Type IV injuries show posterior displacement of the clavicle relative to the acromion. This is best seen on an axillary view or CT scan. There are varying degrees of displacement at the AC joint and increases in the coracoclavicular interval. Type V injuries have increases in the coracoclavicular interval of greater than 100% (Fig. 16-8). There is severe displacement at the AC joint as well, reaching two to three times the width of the clavicle. Type VI injuries are rare and severe injuries that may have associated fractures or dislocations. The clavicle is displaced inferior to the coracoid process.
TREATMENT
Treatment of AC joint injuries, particularly type III, remains controversial. There have been more than 35 nonoperative treatment modalities described in the orthopedic literature and far more operative procedures described for this particular injury (2). It is well accepted that patients with AC joint injuries of type I or II should initially be treated nonoperatively. However, not all patients who experience type I or II injuries recover fully. Bergfeld and colleagues (21) looked at the long-term clinical results of type I and II AC joint injuries in Naval cadets. Symptoms were present in 39% of cadets who sustained type I injuries and in 65% of those with type II injuries.

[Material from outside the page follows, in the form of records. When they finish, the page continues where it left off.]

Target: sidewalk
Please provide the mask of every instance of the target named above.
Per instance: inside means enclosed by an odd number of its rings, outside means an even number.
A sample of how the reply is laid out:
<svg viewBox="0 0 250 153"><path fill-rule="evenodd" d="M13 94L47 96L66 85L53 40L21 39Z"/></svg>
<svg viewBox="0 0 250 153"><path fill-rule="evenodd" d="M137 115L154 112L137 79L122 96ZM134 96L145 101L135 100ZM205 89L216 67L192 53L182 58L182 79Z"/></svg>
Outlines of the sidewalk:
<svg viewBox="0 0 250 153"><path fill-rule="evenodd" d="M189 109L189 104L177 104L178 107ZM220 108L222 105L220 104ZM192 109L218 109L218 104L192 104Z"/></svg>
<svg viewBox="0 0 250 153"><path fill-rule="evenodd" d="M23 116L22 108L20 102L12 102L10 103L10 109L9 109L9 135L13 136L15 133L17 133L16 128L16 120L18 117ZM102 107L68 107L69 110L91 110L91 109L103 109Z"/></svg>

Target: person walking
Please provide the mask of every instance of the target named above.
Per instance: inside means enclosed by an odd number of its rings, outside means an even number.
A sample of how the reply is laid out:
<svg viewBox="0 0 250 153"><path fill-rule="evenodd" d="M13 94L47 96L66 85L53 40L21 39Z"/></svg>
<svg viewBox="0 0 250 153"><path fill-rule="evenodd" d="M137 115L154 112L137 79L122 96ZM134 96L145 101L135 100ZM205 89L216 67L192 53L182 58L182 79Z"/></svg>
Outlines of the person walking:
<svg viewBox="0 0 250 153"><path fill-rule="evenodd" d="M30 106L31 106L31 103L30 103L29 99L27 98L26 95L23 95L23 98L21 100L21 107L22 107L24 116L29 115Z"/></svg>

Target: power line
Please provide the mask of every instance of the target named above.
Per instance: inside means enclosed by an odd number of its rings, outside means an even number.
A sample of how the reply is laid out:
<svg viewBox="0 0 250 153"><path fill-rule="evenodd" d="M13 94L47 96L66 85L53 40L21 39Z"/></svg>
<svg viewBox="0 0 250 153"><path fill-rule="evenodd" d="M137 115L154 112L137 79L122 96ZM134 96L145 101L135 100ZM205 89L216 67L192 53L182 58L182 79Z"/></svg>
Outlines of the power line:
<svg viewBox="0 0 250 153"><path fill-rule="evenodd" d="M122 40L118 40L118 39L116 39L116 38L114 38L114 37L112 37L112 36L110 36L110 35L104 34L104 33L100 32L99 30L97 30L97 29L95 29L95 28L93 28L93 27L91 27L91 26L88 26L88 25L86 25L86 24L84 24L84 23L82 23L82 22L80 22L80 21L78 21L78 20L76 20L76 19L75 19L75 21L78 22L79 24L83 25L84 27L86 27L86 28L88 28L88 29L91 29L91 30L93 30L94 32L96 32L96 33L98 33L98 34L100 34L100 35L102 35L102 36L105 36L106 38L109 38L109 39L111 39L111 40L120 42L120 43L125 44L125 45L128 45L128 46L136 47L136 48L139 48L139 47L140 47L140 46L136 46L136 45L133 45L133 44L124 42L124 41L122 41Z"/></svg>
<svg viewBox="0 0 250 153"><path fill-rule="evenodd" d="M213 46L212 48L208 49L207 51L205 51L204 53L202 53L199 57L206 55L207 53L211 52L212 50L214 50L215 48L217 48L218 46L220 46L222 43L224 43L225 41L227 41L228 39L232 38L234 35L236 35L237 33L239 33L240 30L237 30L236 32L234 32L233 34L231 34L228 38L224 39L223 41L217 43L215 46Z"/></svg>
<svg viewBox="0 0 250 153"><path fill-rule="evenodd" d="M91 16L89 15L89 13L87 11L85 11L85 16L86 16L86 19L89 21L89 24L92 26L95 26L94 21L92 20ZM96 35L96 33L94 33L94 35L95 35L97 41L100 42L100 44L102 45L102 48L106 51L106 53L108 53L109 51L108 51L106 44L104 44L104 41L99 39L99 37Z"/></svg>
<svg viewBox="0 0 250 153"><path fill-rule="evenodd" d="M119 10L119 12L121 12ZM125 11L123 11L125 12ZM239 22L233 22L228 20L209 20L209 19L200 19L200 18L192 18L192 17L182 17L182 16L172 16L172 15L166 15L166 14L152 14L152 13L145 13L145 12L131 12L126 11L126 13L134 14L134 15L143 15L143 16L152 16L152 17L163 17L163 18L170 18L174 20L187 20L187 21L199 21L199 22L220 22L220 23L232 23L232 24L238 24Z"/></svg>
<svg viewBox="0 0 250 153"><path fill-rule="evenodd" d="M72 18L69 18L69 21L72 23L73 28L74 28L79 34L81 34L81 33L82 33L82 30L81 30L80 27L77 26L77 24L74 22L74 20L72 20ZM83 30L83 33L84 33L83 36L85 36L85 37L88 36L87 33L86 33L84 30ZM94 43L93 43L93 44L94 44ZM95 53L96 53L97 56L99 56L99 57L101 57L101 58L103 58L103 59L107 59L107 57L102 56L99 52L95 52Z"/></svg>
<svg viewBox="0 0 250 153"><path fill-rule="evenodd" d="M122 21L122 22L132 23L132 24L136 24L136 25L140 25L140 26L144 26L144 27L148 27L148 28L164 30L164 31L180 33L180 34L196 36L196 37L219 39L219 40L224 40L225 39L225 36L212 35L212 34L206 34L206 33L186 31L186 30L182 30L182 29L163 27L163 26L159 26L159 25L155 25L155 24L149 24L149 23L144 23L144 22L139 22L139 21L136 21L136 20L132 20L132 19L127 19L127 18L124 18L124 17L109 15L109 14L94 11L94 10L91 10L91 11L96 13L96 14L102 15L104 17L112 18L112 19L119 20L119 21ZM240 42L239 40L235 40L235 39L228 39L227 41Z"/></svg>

It is also well accepted that type IV, V, and VI injuries should generally be treated operatively. However, when treating an athlete with a type III AC injury, the decision to treat the injury operatively or nonoperatively is often difficult. Historically, proponents of early operative treatment of type III injuries have cited persistent deformity, AC arthritis, and residual weakness as reasons for surgery (22, 23, 24). However, current literature suggests that most patients with type III AC injuries have comparable strength and range of motion of the shoulder with either operative or nonoperative treatment (25,26). Wojtys and Nelson (27) supported this claim, but did find increased discomfort with high activity levels in patients treated nonoperatively. Schlegel and co-workers (25) prospectively evaluated a small group of patients with type III injuries treated nonoperatively. Twenty percent believed their outcome was suboptimal. However, none experienced symptoms severe enough to warrant surgery. Objectively, no patient had significant deficits in strength or range of motion. Rockwood (2) recommends operative treatment of type III injuries in laborers and overhead, high-performance athletes. He does point out that contact athletes may be better treated nonoperatively because of the high risk of failure of surgery in this patient population.